Al Adab featured articles on politics, poetry, short stories, film criticism, theater, and culture with a special reference to the Arab world. It also frequently contained literary criticism. As an avant-garde publication Al Adab covered all forms of novice literary techniques which were applied to all literary genres. It published translations of the Vietnamese literary work.

The contributors of Al Adab were from different political origins, but all were the supporters of the approaches given above. Its notable contributors included Raif Khoury, Salama Moussa, Nazik Al Malaika and Taha Hussein. Abdel Rahman Badawi, an Egyptian poet, published articles on existentialism in the magazine. Iraqi authors also contributed to the magazine. Palestinian writer Tawfiq Sayigh published two articles on English literature in 1955. In the Spring 1968 issue of Al Adab the manifesto of Adunis, a Syrian poet, dated 5 June 1967 was published.

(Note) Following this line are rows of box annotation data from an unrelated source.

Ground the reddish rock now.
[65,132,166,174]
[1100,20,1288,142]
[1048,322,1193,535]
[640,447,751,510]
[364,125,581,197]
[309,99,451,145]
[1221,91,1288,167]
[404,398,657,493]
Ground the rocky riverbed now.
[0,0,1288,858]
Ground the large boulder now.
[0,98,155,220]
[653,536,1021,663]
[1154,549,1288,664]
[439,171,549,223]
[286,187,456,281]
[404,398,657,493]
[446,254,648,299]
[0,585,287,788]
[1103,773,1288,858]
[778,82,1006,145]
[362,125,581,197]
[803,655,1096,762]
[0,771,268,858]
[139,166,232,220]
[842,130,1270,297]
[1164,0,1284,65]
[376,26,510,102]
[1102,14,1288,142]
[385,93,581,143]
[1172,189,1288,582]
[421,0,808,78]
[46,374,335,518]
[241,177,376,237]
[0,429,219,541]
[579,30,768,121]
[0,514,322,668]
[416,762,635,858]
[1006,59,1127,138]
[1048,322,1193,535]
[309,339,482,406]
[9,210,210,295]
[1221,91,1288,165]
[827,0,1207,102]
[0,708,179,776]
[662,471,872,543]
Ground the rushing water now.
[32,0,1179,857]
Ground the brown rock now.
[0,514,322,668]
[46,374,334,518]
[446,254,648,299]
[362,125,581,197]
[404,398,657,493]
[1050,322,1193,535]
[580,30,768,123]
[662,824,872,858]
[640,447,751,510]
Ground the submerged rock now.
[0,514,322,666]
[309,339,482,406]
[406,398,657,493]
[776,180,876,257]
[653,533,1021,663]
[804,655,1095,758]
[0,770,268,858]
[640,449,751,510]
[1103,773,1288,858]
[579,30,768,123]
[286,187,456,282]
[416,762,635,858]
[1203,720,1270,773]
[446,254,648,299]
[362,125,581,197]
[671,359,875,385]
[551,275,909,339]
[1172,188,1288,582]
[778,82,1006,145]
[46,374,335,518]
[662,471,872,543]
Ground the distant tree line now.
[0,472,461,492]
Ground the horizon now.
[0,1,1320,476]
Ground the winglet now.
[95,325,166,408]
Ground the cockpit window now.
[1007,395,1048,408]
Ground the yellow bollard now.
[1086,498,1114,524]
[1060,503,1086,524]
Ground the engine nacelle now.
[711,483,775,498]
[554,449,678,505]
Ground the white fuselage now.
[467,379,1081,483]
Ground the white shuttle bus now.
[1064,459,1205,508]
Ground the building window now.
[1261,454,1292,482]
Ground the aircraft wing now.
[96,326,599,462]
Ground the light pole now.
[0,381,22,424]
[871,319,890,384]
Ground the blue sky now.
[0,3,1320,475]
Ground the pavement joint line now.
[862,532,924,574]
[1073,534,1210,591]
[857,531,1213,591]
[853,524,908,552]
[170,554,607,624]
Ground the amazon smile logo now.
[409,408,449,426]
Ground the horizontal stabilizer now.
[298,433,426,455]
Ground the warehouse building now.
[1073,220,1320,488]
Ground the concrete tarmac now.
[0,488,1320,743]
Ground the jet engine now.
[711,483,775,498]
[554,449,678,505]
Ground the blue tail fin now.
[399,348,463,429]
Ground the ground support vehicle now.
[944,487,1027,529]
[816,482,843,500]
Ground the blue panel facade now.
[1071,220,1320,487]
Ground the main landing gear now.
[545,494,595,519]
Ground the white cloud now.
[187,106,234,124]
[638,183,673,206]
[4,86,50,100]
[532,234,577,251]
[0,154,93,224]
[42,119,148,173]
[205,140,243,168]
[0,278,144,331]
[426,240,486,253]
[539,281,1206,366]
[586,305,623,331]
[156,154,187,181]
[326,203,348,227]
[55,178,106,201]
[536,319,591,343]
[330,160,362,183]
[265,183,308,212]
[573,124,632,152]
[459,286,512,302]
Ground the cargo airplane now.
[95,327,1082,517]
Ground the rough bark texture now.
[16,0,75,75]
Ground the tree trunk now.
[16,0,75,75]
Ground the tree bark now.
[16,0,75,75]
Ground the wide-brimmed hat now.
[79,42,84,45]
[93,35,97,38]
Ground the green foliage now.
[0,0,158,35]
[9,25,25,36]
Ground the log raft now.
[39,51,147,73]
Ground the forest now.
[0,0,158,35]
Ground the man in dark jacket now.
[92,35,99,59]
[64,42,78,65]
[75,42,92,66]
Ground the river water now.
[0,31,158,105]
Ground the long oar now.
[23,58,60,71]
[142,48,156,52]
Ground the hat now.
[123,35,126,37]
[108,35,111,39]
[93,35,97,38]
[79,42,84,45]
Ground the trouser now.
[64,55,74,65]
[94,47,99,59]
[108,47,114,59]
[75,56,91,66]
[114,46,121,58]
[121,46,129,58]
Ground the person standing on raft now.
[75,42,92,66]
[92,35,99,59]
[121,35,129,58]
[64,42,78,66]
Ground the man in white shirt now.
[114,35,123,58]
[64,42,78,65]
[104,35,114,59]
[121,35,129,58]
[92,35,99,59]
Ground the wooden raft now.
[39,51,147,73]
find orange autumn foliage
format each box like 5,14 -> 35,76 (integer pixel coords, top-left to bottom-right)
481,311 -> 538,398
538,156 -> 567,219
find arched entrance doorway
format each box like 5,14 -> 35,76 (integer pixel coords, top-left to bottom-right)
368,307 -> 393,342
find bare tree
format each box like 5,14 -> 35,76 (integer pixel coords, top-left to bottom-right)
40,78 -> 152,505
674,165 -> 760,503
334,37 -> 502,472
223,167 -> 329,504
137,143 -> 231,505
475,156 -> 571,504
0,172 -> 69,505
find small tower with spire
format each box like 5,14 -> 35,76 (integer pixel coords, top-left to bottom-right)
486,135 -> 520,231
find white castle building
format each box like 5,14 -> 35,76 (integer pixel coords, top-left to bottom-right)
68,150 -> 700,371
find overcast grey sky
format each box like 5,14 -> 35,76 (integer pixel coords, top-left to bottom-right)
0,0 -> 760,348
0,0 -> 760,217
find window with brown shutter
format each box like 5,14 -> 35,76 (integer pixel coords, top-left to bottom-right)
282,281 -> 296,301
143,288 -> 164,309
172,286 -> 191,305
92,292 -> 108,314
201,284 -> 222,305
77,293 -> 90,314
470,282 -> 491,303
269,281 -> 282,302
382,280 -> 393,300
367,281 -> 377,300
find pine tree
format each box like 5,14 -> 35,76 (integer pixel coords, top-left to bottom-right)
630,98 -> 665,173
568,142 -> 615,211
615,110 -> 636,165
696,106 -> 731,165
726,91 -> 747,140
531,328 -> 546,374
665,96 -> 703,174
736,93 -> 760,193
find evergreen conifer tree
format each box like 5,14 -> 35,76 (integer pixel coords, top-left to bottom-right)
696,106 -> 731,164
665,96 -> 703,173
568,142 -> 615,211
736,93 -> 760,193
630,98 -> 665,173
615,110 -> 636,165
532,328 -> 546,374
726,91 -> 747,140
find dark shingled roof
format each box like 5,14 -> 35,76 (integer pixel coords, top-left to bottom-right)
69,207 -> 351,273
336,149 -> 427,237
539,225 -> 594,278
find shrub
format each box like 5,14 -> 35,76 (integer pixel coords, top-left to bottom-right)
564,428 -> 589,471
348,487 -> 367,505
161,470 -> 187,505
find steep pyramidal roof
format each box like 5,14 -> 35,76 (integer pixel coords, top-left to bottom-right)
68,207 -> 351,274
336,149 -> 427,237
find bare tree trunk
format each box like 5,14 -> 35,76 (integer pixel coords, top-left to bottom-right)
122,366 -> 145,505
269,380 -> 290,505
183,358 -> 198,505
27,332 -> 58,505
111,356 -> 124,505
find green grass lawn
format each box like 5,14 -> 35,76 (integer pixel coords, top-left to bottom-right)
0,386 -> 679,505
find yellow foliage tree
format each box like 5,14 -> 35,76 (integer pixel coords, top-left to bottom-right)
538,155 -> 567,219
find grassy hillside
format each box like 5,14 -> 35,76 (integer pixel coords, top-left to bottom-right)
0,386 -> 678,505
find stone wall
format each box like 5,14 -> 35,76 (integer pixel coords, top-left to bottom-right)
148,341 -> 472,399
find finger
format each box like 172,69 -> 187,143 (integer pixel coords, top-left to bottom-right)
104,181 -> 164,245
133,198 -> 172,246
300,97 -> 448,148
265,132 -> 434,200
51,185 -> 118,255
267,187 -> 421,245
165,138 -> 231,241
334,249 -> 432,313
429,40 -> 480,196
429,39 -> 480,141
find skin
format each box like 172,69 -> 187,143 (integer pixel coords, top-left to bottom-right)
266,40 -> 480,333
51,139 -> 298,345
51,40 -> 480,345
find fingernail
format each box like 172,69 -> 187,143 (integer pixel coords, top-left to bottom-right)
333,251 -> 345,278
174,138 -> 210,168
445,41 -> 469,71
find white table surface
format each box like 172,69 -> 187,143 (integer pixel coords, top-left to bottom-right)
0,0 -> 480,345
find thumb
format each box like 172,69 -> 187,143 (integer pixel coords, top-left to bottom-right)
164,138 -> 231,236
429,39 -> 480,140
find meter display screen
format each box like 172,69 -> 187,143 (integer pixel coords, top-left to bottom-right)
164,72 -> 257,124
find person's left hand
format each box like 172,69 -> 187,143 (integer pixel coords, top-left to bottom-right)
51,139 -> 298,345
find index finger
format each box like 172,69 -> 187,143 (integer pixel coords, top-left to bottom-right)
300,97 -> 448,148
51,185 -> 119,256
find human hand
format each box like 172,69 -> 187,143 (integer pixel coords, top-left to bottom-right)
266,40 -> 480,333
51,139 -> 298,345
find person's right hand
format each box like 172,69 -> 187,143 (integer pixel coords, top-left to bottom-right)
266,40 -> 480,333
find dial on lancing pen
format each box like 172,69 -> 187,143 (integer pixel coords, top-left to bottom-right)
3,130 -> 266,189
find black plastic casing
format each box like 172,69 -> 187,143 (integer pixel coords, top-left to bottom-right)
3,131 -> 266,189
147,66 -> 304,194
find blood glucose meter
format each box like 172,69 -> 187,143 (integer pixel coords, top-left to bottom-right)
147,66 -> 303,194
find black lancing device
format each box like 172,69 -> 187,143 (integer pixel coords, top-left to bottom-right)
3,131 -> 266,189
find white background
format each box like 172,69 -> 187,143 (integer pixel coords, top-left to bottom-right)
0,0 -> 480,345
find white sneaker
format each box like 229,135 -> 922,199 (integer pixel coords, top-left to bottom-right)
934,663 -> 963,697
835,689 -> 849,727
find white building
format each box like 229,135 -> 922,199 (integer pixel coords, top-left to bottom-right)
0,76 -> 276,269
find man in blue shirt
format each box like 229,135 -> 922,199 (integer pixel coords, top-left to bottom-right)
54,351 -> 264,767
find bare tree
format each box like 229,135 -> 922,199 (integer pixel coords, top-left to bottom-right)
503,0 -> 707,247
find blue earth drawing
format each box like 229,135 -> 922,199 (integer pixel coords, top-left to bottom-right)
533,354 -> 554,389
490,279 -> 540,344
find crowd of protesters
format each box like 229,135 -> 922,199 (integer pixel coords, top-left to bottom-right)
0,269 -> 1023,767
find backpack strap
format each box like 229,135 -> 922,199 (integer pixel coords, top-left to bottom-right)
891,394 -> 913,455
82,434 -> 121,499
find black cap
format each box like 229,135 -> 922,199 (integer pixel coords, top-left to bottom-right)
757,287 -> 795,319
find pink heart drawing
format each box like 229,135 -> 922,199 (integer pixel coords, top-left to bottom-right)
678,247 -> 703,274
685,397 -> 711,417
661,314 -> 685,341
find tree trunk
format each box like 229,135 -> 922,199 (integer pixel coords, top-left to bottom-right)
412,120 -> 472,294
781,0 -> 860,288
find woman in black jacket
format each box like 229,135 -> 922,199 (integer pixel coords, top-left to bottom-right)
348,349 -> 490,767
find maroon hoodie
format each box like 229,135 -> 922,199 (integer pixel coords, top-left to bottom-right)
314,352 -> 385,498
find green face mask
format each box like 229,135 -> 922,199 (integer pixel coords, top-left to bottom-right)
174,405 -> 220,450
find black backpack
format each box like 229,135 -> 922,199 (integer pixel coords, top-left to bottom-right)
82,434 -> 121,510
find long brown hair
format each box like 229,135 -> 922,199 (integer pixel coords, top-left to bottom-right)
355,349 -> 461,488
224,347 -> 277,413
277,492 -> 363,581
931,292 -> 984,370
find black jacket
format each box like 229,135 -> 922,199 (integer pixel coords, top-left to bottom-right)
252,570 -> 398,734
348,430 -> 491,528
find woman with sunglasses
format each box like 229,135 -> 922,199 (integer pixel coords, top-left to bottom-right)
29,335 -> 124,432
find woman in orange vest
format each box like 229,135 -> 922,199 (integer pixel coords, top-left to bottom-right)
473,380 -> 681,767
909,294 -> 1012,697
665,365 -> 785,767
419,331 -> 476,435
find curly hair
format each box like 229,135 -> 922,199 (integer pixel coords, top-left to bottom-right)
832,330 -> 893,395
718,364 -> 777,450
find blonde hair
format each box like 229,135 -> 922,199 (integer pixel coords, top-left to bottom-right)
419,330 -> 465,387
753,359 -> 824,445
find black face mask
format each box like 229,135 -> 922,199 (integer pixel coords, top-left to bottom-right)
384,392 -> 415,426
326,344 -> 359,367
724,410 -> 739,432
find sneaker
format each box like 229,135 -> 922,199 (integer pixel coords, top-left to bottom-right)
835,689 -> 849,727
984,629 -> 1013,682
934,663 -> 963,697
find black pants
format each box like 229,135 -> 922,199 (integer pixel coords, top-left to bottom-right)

Although both were avant-garde publications and supported free verse movement, Al Adab was the main adversary of Shi'r, a poetry magazine started in Beirut in 1968. Because the latter was an ardent opponent of the commitment literature. Al Adab was also critical of the cultural elites of the period due to their inactiveness in regard to the achievement of the liberation of the Arab countries.